In the earlier case with the same parties, the Court distinguished between two types of projects: a project could refer to a particular job or undertaking that is within the regular or usual business of the employer company, but which is distinct and separate, and identifiable as such, from the other undertakings of the company. (construction company that may undertake two or more projects at the same time in different places) a project may refer to a particular job or undertaking that is not within the regular business of the corporation. Such a job or undertaking must also be identifiably separate and distinct from the ordinary or regular business operations of the employer. The job or undertaking also begins and ends at determined or determinable times. (instant case; expansion program being different component projects a distinct undertaking identifiable from the ordinary business and activity of NSC)

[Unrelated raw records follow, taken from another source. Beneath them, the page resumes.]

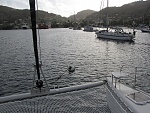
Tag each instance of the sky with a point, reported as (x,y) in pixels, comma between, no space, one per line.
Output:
(64,7)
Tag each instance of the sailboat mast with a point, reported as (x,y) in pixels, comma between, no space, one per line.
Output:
(107,16)
(34,33)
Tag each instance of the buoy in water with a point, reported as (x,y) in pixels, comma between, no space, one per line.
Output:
(71,69)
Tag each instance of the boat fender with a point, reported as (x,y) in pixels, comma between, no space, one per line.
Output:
(71,69)
(134,32)
(39,83)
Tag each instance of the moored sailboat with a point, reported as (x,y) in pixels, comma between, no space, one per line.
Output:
(116,34)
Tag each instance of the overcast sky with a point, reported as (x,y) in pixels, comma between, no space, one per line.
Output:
(64,7)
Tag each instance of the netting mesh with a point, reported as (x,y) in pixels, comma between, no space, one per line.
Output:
(91,100)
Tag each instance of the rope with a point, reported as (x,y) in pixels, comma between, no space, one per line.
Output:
(40,54)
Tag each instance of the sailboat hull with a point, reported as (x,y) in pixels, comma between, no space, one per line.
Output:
(115,36)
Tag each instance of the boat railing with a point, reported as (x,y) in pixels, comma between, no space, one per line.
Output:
(119,101)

The Supreme Court disposed of the regularization issue by reasoning that though:

The records show that the petitioners were utilized in operations other than billet making or other components of the expansion porgram, such as shipbreaking. And while it is true that they performed other activities which were necessary or desirable in the usual business of the NSC And that the duration of their employment was for a period of more than one year. These factors did not make them regular because:

They remain project employees regardless of the number of projects in which they have worked. Length of service is not the controlling determinant of the employment tenure of a project employee. In the case of Mercado, Sr. v. NLRC, it was ruled that the proviso in the second paragraph of Article 280, providing that an employee who has served for at least one

year, shall be considered a regular employees, relates only to casual employees and not to project employees. V. Addendum Only Note that the NLRC disposed of the regularization issue thus:

The test in determining regularity or employment is the nature of the functions performed which should be `usually necessary or desirable in the usual business or trade of the employer. NLRC broke this statement down to:

necessary or desirable, and usual business or trade of the employer

The law distinctively requires that the functions and services performed should be `common and constant and an every day activity. Stated otherwise, the law mandates that the functions to be carried out must be `customary to the trade or business of the employer. This rule is, however, subject to exemptions.

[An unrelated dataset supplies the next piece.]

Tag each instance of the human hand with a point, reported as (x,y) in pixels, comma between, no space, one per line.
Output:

Where an employment or activity despite being usually necessary or desirable has been fixed for a specific project or undertaking the completion of which has been `predetermined at the time of engagement or where the services to be performed is seasonal in nature, the same is still considered `casual or `temporary in nature.

The SC disposed of the other points of the petitioners thus:


Re-engagement: affirmed NLRC that employers choice of persons to hire is a management prerogative that is beyond its competence to question. Adhesion: employment. Project employment contracts are not lopsided agreements in favor of only one party thereto. The employers interest is equally important as that of the employees for theirs is the interest that propels economic activity. While it is true that it is the employer who drafts project employment contracts with its business interest as overriding consideration, such contracts do not, necessarily, prejudice the employee.

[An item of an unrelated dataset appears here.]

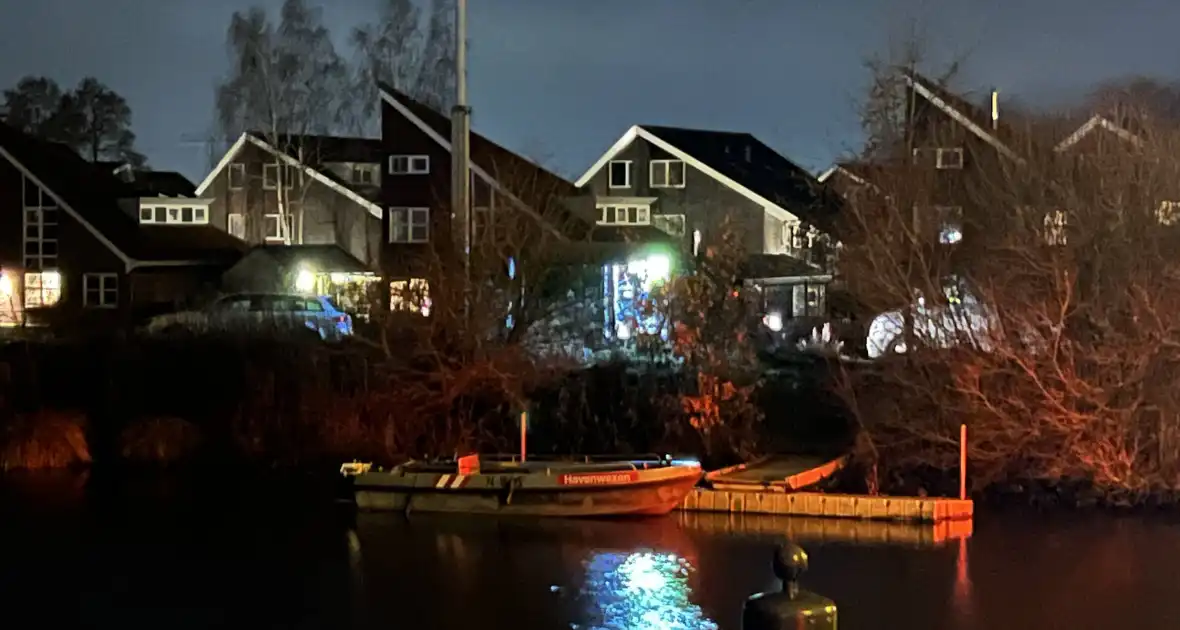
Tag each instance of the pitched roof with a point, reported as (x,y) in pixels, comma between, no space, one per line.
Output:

The employer is allowed by law to reduce the work force into a number suited for the remaining work to be done upon the completion or proximate accomplishment of the project. However, the law requires that, upon completion of the project, the employer must present proof of termination of the services of the project employees at the nearest public employment office. This is specially provided for as regards construction workers obviously to obviate indiscriminate termination of employment in derogation of the workers right to security of tenure.

After the termination of the project, an employer may wind up its operations only to complete the project.